Le banc dans le parc était vide quand je me suis assise
pour lire sous les longues branches broussailleuses d'un
vieux saule pleureur.
Désillusionnée par la vie, j'étais justifiée de froncer les
sourcils, car le monde était résolu à avoir ma peau.



Comme si ce n'était pas assez pour gâcher ma journée,
un jeune garçon hors d'haleine s'est dirigé vers moi,
épuisé d'avoir joué.




Il s'est mis devant moi, la tête légèrement penchée
et a dit tout excité: Regardez ce que j'ai trouvé!
Dans sa main, il tenait une fleur qui faisait vraiment
pitié, ses pétales étaient flétries, la pluie et la lumière
lui avait manqué. Voulant qu'il prenne sa fleur morte et
qu'il retourne jouer, je lui ai fait un mince sourire et je
me suis détournée.



Au lieu de s'en aller, il s'est assis à mes côtés, a porté la
fleur à son nez et a déclaré avec une surprise non dissimulée:
"Elle sent bon et elle est belle aussi, c'est pourquoi je l'ai cueillie;
c'est pour vous, voici."
La mauvaise herbe était à l'agonie ou déjà morte.
Ni orangée, ni jaune, ni rouge, ses couleurs étaient fanées.



Si je voulais qu'il parte, je devais l'accepter.
La main tendue vers la fleur, j'ai dit:
"Merci, justement ce dont j'avais besoin".




Au lieu de déposer la fleur dans ma main, il l'a tenue
en  l'air sans raison ou dessein.

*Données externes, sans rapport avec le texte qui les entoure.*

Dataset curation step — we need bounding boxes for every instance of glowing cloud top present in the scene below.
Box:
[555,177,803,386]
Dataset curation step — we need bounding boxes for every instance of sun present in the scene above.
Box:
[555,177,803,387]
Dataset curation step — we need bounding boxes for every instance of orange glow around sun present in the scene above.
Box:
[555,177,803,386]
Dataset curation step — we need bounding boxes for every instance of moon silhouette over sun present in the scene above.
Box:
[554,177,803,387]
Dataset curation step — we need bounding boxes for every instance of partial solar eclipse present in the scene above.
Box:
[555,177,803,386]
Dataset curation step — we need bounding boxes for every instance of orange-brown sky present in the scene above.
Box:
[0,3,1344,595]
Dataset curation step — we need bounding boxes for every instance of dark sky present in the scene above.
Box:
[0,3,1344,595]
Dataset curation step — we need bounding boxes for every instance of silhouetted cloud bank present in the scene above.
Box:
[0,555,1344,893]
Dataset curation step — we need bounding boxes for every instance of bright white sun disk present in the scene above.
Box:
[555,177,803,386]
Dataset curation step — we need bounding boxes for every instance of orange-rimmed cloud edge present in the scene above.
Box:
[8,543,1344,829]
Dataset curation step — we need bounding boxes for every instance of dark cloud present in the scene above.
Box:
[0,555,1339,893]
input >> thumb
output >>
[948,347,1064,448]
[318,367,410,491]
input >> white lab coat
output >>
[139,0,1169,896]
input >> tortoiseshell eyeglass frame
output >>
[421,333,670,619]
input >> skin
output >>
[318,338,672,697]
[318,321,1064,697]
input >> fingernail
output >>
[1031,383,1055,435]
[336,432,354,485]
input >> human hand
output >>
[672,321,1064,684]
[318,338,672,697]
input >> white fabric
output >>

C'est alors que j'ai remarqué
pour la première fois que le garçon à la fleur ne pouvait pas
la voir: il était aveugle.



J'ai entendu ma voix frémissante et des larmes ont coulé de
mes yeux, en le remerciant d'avoir choisi ce qu'il y avait de
mieux. Il a répondu: "De rien", il souriait et est retourné à
ses jeux sans savoir qu'il avait transformé ma peine en
jour radieux.



Je me suis demandé comment il avait pu apercevoir une femme
sous un vieux saule, en plein apitoiement? Comment avait-il senti
ma détresse complaisante? Sans doute était-il béni de voir la
vérité avec les yeux du coeur!




Par les yeux d'un enfant aveugle, j'ai enfin pu voir que
que c'était moi, et non le monde, qui broyais du noir. Parce
que j'avais si souvent moi-même ignoré la beauté. J'ai juré
de voir la beauté dans la vie et d'apprécier chaque seconde
qui me serait donné.



J'ai porté la fleur fanée à mon nez et j'ai senti le
parfum d'une magnifique rose. J'ai souri en voyant ce
ce jeune garçon, une mauvaise herbe dans la main, s'apprêter
à changer la vie d'un vieil homme sans soupçons.